Mangiferin aglycone attenuates radiation-induced damage on human intestinal epithelial cells.

Recent studies suggest that mangiferin aglycone (norathyriol) has great potential as a novel radioprotector without any known toxic side effects. In this study, we assessed the protective effects of mangiferin aglycone against radiation-induced injuries on normal human intestinal epithelial cells (HIECs), while using mangiferin as a reference compound. The in vitro experiments showed that pretreatment of either mangiferin aglycone or mangiferin could inhibit cytotoxic effects of ionizing irradiation (IR) on HIECs.
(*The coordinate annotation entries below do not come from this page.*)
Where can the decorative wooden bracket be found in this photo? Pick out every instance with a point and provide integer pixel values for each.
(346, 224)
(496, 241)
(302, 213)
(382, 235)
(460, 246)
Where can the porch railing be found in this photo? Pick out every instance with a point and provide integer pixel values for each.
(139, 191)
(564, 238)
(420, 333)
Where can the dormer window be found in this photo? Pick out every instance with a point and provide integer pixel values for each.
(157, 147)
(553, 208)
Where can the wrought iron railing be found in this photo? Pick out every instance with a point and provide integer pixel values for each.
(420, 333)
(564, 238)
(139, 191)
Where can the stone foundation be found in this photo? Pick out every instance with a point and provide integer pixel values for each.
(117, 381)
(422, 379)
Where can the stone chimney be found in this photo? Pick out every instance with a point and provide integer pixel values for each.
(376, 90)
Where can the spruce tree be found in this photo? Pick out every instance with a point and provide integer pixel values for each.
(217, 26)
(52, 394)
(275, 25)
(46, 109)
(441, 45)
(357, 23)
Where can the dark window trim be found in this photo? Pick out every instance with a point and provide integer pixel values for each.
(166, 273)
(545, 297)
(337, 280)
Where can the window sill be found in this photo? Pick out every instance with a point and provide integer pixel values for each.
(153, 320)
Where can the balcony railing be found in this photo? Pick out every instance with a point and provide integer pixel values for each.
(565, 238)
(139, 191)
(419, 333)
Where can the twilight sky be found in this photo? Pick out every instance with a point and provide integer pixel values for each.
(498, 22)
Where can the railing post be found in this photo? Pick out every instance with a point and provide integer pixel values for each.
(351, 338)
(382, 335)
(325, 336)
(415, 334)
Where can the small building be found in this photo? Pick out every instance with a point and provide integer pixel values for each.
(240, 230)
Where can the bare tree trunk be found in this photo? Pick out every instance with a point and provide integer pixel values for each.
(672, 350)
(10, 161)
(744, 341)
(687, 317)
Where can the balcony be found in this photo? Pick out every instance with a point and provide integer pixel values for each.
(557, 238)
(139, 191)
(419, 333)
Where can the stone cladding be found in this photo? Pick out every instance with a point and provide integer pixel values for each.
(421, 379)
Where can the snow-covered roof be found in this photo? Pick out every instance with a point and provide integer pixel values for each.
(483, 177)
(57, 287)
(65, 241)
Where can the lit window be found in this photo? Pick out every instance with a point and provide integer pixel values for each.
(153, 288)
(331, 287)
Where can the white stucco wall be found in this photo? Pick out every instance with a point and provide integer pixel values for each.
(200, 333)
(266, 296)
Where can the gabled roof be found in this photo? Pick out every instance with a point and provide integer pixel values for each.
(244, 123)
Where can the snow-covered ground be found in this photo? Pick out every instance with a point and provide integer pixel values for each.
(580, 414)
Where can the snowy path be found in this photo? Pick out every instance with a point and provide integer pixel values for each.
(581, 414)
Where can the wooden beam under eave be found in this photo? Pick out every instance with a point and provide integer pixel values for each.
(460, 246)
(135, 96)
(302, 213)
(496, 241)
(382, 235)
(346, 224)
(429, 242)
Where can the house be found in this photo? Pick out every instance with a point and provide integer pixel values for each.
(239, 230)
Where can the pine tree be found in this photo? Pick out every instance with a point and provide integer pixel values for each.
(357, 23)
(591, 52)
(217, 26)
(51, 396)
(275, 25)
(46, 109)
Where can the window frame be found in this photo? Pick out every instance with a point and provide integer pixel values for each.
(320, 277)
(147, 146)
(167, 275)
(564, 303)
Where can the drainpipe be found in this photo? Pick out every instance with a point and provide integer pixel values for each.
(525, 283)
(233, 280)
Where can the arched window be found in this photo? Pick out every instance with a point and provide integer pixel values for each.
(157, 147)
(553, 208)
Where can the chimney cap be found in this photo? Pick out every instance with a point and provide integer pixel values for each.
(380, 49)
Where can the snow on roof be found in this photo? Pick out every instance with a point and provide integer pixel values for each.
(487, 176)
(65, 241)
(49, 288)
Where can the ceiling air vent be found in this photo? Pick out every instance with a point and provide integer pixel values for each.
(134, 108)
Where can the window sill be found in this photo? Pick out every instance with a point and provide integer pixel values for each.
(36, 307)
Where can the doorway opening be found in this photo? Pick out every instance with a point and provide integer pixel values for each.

Cellular changes were estimated by measuring cell viability, clonogenic surviving rate, and apoptotic rate. Compared to mangiferin, we found mangiferin aglycone had greater radioprotective effects of mangiferin aglycone on HIECs. It has been demonstrated that the cytotoxicity of ionizing radiation relates to its capacity to induce DNA damage. In view of this, we monitored DNA double-strand breaks (DSBs) using γH2AX foci formation to test whether mangiferin aglycone and mangiferin could modulate genotoxic effects of radiation. It shows that mangiferin aglycone could eliminate 46.8% of the total DSBs of the cells exposed to 2 Gy IR, which is significantly better than mangiferin. Complementing earlier results from our group, it appears possible to conclude that mangiferin aglycone presents potential useful effects on IR-induced damage and may be a better radioprotective agent than mangiferin therapeutically.